Todos os processos criminais da máfia das ambulâncias que tramitam na 2ª Vara da JFMT estão nas mãos do juiz Jeferson Schneider. As denúncias são pelos crimes de formação de quadrilha ou bando, corrupção passiva, lavagem de dinheiro e contra a Lei de Licitações. O juiz condenou 22 pessoas e inocentou nove até agora. Outros 23 processos estão prontos para sentença, informa a assessoria do juiz.
Entre os condenados, há um ex-deputado: Cleuber Carneiro (PTB-MG). Em maio deste ano, o petebista mineiro se tornou o primeiro ex-parlamentar punido criminalmente por envolvimento com o esquema dos sanguessugas no país. As três condenações anteriores de ex-congressistas, registradas em outros estados, se referiam a ações cíveis por improbidade administrativa.
Cleuber foi condenado a dois anos de reclusão e multa por corrupção passiva. Ele foi absolvido da acusação de formação de quadrilha. A reclusão foi substituída por pena de prestação de serviços e multa de valor não informado. O advogado do ex-deputado entrou com recurso no final de julho, contestando a decisão, para que o caso seja analisado pelo Tribunal Regional Federal da 1ª Região, em Brasília. “Parte da denúncia já caiu na sentença.
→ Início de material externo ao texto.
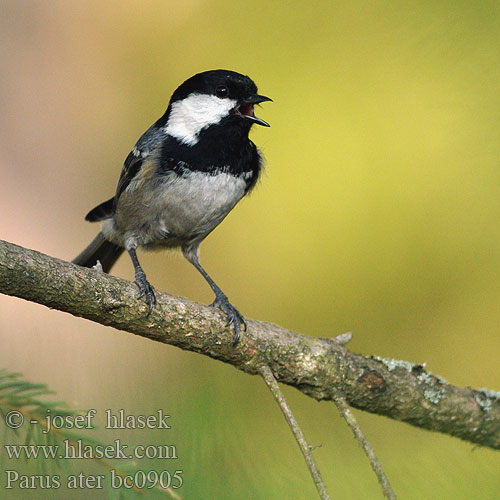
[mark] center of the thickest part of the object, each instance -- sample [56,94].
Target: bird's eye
[221,91]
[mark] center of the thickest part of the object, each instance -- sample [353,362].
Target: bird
[182,178]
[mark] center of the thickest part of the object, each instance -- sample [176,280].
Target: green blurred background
[378,214]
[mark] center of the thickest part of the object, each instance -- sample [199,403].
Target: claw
[234,317]
[146,290]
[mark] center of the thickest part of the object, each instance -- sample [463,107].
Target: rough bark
[320,368]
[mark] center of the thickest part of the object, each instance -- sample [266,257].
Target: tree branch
[320,368]
[270,380]
[351,421]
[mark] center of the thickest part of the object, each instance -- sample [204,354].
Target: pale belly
[175,211]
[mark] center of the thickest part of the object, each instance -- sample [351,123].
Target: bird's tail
[102,250]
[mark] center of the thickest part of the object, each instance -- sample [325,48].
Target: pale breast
[178,208]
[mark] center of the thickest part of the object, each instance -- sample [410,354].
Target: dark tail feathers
[102,250]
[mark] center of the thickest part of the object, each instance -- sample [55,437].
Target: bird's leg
[145,288]
[221,301]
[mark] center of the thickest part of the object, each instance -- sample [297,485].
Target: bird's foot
[146,290]
[234,317]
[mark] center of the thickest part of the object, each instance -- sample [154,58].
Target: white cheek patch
[195,113]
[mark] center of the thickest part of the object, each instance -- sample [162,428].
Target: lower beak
[246,108]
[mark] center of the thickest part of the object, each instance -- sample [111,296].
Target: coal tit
[182,178]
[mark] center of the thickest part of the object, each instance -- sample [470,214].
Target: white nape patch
[137,152]
[196,112]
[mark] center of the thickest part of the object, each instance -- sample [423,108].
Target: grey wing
[146,145]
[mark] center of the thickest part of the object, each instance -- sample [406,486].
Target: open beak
[246,111]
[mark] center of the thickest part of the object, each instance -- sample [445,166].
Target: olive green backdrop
[378,214]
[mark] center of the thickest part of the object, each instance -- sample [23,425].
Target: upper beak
[245,108]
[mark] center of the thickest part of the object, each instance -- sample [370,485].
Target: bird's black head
[211,98]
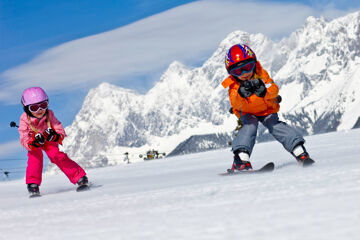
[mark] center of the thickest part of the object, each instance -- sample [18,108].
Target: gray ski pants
[286,135]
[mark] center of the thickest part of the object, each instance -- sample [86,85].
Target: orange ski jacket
[253,105]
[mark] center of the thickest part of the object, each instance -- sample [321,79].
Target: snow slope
[183,198]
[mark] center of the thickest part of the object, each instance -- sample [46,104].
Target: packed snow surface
[183,197]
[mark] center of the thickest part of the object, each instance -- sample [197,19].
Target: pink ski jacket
[27,132]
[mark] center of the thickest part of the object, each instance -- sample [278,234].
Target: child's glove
[38,141]
[51,136]
[258,87]
[246,89]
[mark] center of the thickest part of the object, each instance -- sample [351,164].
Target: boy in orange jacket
[254,98]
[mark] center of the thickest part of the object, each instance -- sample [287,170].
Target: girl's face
[40,113]
[246,76]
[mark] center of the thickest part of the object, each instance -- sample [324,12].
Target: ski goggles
[37,106]
[242,69]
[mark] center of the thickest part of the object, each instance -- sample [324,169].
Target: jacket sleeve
[273,89]
[26,134]
[236,100]
[57,126]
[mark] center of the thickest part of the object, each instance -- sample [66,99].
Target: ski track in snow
[184,198]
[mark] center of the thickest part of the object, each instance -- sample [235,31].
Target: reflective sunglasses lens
[33,108]
[249,67]
[236,72]
[44,105]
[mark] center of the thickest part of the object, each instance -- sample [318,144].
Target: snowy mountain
[316,68]
[183,197]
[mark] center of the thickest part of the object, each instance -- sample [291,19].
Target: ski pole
[13,124]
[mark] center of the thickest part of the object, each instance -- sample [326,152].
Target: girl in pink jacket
[41,131]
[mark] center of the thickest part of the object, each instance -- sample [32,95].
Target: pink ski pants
[35,164]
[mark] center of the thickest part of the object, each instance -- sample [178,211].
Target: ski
[269,167]
[308,162]
[82,188]
[34,195]
[85,187]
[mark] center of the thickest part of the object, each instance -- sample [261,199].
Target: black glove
[51,136]
[245,90]
[258,87]
[38,141]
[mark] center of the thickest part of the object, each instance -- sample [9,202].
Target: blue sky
[47,43]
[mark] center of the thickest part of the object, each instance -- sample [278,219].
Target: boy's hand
[258,87]
[246,89]
[38,141]
[51,136]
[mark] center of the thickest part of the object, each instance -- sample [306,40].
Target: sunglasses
[37,106]
[242,69]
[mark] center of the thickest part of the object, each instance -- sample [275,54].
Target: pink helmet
[33,95]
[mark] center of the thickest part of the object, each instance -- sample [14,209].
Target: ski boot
[33,190]
[304,159]
[83,184]
[239,165]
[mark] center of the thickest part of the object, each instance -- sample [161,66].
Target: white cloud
[186,33]
[9,148]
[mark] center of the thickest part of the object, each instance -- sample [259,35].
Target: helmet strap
[35,129]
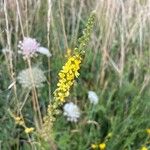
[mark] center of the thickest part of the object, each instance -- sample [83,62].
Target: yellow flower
[144,148]
[148,131]
[66,77]
[94,146]
[102,146]
[68,54]
[29,130]
[18,120]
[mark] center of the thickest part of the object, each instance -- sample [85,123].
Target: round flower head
[92,96]
[28,46]
[31,77]
[71,111]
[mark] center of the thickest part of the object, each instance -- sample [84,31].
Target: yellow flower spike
[19,120]
[29,130]
[68,54]
[102,146]
[148,131]
[68,73]
[94,146]
[144,148]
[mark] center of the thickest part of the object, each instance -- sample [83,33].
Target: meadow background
[116,66]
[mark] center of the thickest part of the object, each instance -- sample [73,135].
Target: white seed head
[72,112]
[31,77]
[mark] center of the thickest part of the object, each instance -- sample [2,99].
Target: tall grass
[116,66]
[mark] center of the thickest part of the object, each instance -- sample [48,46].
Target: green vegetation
[115,65]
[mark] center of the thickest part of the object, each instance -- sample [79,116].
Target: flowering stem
[36,107]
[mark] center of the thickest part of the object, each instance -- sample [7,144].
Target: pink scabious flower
[28,46]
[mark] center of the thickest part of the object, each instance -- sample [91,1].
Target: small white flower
[28,47]
[31,77]
[44,51]
[72,112]
[6,51]
[92,96]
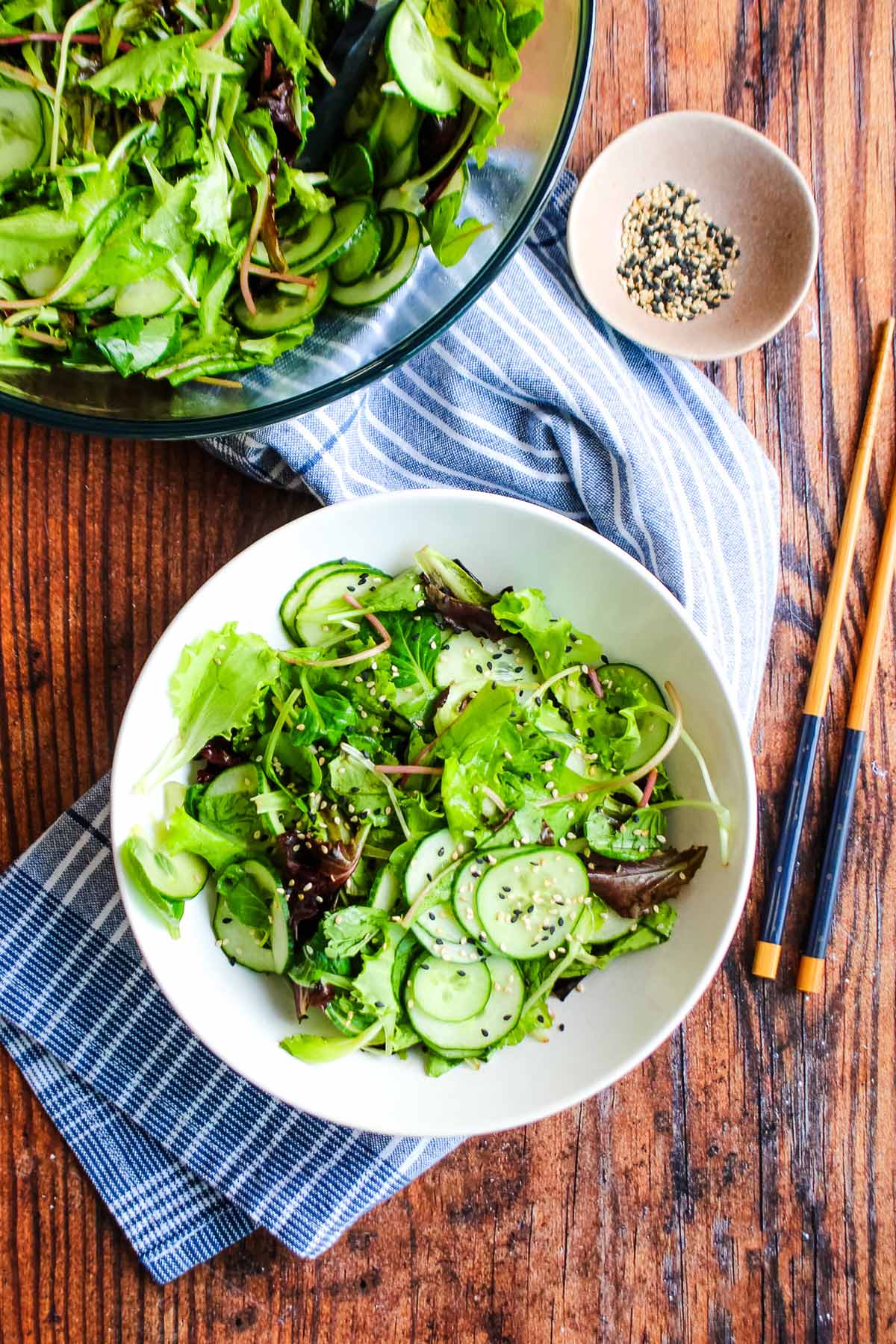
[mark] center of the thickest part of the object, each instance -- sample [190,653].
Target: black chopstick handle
[832,867]
[782,875]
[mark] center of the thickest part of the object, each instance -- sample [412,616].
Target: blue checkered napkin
[528,396]
[187,1155]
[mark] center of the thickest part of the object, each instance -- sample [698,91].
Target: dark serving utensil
[348,62]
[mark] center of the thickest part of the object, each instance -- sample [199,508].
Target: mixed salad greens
[168,205]
[430,812]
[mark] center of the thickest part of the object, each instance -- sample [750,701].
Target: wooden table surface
[741,1184]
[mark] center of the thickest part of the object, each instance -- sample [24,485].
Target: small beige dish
[746,184]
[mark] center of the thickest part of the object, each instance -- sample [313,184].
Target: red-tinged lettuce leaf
[314,874]
[458,615]
[630,889]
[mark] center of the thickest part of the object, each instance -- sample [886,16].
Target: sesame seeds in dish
[675,261]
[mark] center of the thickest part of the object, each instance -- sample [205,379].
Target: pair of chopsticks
[773,921]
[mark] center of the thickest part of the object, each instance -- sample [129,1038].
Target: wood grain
[741,1184]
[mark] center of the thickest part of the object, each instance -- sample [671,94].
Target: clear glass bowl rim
[235,423]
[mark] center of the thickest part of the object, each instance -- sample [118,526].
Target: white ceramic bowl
[744,183]
[626,1011]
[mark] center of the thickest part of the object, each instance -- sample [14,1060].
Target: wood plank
[741,1184]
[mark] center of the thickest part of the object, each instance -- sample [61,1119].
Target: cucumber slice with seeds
[445,937]
[394,237]
[449,992]
[349,222]
[385,280]
[484,1028]
[294,600]
[386,889]
[531,902]
[307,242]
[153,295]
[410,50]
[176,877]
[399,124]
[20,131]
[628,678]
[361,257]
[324,609]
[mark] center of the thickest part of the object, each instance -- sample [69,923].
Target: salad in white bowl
[413,812]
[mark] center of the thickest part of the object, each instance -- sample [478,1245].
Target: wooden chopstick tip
[766,957]
[810,974]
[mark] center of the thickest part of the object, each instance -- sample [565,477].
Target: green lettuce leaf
[132,344]
[652,929]
[215,688]
[160,67]
[34,238]
[211,195]
[364,789]
[632,840]
[351,929]
[245,900]
[324,1050]
[406,673]
[554,640]
[186,835]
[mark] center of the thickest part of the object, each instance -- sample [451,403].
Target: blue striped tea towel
[529,396]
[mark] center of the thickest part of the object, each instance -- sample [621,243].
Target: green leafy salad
[181,190]
[433,811]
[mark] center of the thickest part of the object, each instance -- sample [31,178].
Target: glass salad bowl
[352,349]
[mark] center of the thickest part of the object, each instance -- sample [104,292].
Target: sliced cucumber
[484,1028]
[265,944]
[176,877]
[43,280]
[467,663]
[399,124]
[281,934]
[284,307]
[240,942]
[394,237]
[20,131]
[432,858]
[410,50]
[430,875]
[361,257]
[321,612]
[153,295]
[349,1021]
[385,280]
[296,597]
[449,992]
[349,222]
[445,937]
[227,806]
[308,241]
[469,660]
[386,890]
[606,924]
[625,678]
[528,903]
[464,890]
[401,166]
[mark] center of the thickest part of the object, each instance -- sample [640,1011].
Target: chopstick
[812,962]
[768,953]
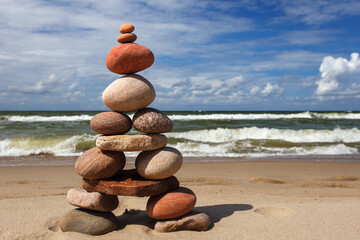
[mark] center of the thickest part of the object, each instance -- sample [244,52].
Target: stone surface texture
[151,120]
[88,222]
[92,200]
[97,164]
[129,93]
[159,164]
[127,28]
[129,58]
[130,183]
[193,221]
[126,38]
[110,123]
[172,204]
[131,142]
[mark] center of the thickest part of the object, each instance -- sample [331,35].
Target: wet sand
[245,200]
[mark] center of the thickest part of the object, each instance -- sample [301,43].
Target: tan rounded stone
[128,143]
[151,120]
[159,164]
[127,38]
[110,123]
[93,201]
[98,164]
[129,58]
[172,204]
[127,28]
[129,93]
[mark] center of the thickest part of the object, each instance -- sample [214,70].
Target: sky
[209,55]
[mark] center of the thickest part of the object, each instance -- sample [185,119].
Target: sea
[200,135]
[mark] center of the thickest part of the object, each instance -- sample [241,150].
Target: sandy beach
[245,200]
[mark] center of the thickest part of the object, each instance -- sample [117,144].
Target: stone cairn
[102,166]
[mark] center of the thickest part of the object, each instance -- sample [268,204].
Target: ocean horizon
[197,134]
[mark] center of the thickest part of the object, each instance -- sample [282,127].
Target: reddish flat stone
[172,204]
[130,183]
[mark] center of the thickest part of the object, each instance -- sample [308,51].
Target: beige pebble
[158,164]
[129,93]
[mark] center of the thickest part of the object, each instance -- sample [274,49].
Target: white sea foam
[264,116]
[37,118]
[221,135]
[33,146]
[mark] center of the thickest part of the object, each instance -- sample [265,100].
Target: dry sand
[245,200]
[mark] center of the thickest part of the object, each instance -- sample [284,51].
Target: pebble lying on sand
[94,201]
[88,222]
[97,164]
[131,142]
[129,93]
[151,120]
[172,204]
[158,164]
[109,123]
[193,221]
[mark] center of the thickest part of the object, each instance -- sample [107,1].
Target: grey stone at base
[193,221]
[88,222]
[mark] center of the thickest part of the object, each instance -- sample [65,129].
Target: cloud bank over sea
[209,55]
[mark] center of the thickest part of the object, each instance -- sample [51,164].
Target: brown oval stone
[151,120]
[172,204]
[97,164]
[109,123]
[193,221]
[93,201]
[129,58]
[126,38]
[128,143]
[159,164]
[127,28]
[129,93]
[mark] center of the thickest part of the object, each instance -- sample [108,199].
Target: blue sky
[209,55]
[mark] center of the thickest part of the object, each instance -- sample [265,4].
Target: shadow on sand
[215,212]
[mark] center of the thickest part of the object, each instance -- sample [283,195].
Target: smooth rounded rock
[151,120]
[129,58]
[88,222]
[193,221]
[128,143]
[93,201]
[97,164]
[172,204]
[158,164]
[129,93]
[111,123]
[126,38]
[127,28]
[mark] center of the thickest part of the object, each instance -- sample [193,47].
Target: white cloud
[334,70]
[271,89]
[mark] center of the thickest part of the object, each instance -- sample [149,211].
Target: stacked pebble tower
[102,166]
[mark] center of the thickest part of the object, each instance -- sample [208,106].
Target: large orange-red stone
[129,58]
[172,204]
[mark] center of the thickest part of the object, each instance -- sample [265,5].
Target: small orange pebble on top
[127,28]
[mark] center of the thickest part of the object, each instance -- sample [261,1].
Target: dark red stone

A segunda cairá no tribunal. Como ele tem mais de 70 anos, a pena fatalmente será atingida pela prescrição”, disse Marcelo ao Congresso em Foco.
O ex-deputado foi acusado pelo empresário Luiz Antônio Vedoin, sócio da Planam e apontado como chefe da quadrilha dos sanguessugas, de receber R$ 60 mil em propina e de direcionar licitações em prefeituras para favorecer empresas da máfia das ambulâncias. O empresário apresentou à CPI que investigou o caso comprovante de um depósito de R$ 14,4 mil em nome de Cleuber e disse que entregou outros R$ 42 mil pessoalmente a ele. “Ao longo das investigações, o Banco do Brasil informou que não era possível comprovar quem era o depositante desse valor”, afirmou o advogado do ex-deputado.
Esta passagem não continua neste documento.